Ao invés, se o ato administrativo que reconheceu o direito, no caso, de um funcionário, a receber do Estado uma determinada importância, está afetado de um vício que determina apenas a sua anulabilidade, é razoável que a restituição deva ser exigida no prazo de um ano, o qual será coincidente com o prazo garantido ao Ministério Público para em defesa da legalidade, impugnar atos ao abrigo do disposto no art.° 58o. n° 2, al. a), do CPTA aplicável.
Como se sumariou no acórdão do Tribunal Central Administrativo Sul de 11.10.2006, no processo n.° 04933/00, “o prazo prescricional de cinco anos, estabelecido do art.° 40° do D.L. 155/92, de 28.7, para a obrigatoriedade de reposição de quantias recebidas que devam entrar nos cofres do Estado, reporta-se exclusivamente à exigibilidade ou à possibilidade de cobrança de um crédito preexistente a favor do Estado e não à prévia definição jurídica da obrigação de repor, em nada interferindo, pois, com a regra geral da revogação dos atos administrativos constitutivos de direitos”.
Idêntica posição foi adotada no Acórdão do TCAS de 19.12.2013, no Processo n.° 09849/13, no qual ficou afirmado que:
“De facto, a decisão do R (anulada pela sentença por vícios formais) de exigir a reposição de verbas remuneratórias por parte dos AA resultou expressamente de o R ter mudado o seu entendimento jurídico sobre o concreto direito dos AA àquelas verbas/subsídios/compensações. Como vimos, não se tratou de corrigir um lapso ou erro meramente contabilístico ou material no ou do processamento dos pagamentos; nesse caso, não há ato constitutivo de direitos (vd. art. 140°/2 CPA; Ac.

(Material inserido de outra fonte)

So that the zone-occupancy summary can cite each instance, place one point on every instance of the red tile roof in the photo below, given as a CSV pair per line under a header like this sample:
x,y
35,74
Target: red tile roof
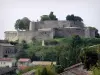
x,y
74,69
24,60
6,59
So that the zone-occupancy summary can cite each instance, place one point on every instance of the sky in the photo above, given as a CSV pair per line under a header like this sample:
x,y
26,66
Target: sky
x,y
11,10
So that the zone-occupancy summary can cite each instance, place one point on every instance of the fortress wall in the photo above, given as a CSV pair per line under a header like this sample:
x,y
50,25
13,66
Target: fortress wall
x,y
68,32
10,35
45,34
48,24
89,32
76,24
58,24
26,35
53,24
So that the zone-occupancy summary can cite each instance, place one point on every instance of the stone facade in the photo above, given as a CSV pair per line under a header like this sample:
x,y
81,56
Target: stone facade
x,y
44,30
7,50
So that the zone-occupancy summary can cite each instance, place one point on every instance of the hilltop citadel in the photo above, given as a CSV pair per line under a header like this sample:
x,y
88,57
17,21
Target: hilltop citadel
x,y
44,30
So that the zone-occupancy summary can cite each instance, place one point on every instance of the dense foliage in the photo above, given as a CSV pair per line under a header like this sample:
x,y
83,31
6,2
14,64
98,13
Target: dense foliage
x,y
65,51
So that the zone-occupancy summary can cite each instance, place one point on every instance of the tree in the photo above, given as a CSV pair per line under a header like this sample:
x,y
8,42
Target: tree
x,y
44,71
22,24
89,58
97,35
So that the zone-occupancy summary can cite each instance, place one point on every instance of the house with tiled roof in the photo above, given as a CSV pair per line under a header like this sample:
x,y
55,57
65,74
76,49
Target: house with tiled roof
x,y
7,62
77,69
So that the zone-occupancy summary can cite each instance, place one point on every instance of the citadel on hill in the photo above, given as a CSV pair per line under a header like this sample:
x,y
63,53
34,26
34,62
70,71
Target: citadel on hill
x,y
44,30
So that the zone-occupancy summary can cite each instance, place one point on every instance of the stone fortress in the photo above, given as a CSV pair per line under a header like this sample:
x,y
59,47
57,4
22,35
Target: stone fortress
x,y
44,30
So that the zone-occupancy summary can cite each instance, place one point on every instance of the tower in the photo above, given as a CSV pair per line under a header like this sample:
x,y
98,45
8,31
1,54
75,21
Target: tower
x,y
32,26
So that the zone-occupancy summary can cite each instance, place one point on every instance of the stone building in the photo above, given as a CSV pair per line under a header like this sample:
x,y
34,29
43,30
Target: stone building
x,y
44,30
7,50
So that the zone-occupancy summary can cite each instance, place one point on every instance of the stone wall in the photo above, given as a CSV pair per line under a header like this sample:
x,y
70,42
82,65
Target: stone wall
x,y
10,35
45,34
56,24
44,30
69,31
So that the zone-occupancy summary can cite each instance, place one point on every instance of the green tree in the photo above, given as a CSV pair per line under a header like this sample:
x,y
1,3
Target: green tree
x,y
97,35
44,71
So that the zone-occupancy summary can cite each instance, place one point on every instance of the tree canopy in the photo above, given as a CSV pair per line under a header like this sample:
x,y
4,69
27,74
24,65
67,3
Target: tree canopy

STA de 12.7.09, P. n° 139/07; Ac. STA de 5.7.05, P. n° 159/04).
Como é há muito pacífico para o STA, constitui ato administrativo revogatório de atos constitutivos de direitos ou de interesses legítimos de concessão e processamento de abonos o envio ao interessado de ordem de reposição de quantias recebidas anteriormente (vd. art. 140° CPA; Ac. STA de 17.3.2010, P. n° 413/09).
Em qualquer caso, é manifesto que o ato que ordena a reposição de quantias indevidamente recebidas, dentro dos cinco anos posteriores ao seu recebimento, ao abrigo do art. 40.°, n.° 1 do DL n.° 155/92, de 28 de julho, não viola o art. 141.° do Código do Procedimento Administrativo, atento o disposto no n.° 3 do DL n.° 155/92, de 28 de julho, preceito de natureza interpretativa introduzido pelo art. 77.° da Lei n.° 55-B/2004, de 30 de dezembro.
Esta doutrina surgiu por causa das subvenções ou apoios financeiros europeus, sujeitos a controlo posterior (cfr. RAVI PEREIRA, O D. Comunitário posto ao serviço..., in BFDUC, 2005, esp. a pp. 702 ss; CARLA A. GOMES/R.LANCEIRO, A revogação..., in RMP132, 2012, p. 46), e não em decorrência de processamento de vencimentos.
O que, efetivamente, resulta do art. 40.° do DL 155/92 é que o art. 141.° do CPA (“anulação administrativa”) não se aplica no caso de haver obrigatoriedade de reposição de quantias recebidas, a qual prescreve decorridos cinco anos após o recebimento das quantias.
No demais, aplica-se o art. 140.° [e 141.°] do CPA, relativo à revogabilidade de atos válidos, enquanto ato de processamento de vencimentos e abonos aos servidores públicos.
Assim sendo, o regime dos arts. 36. ° ss do DL 155/92, maxime o seu art. 40.°, refere-se a casos de meros erros materiais ou contabilísticos, sendo inaplicável nos casos de alteração do entendimento do Estado sobre se o abono vago era ou não devido, tendo o mesmo sido vago na convicção então havida da sua conformidade legal.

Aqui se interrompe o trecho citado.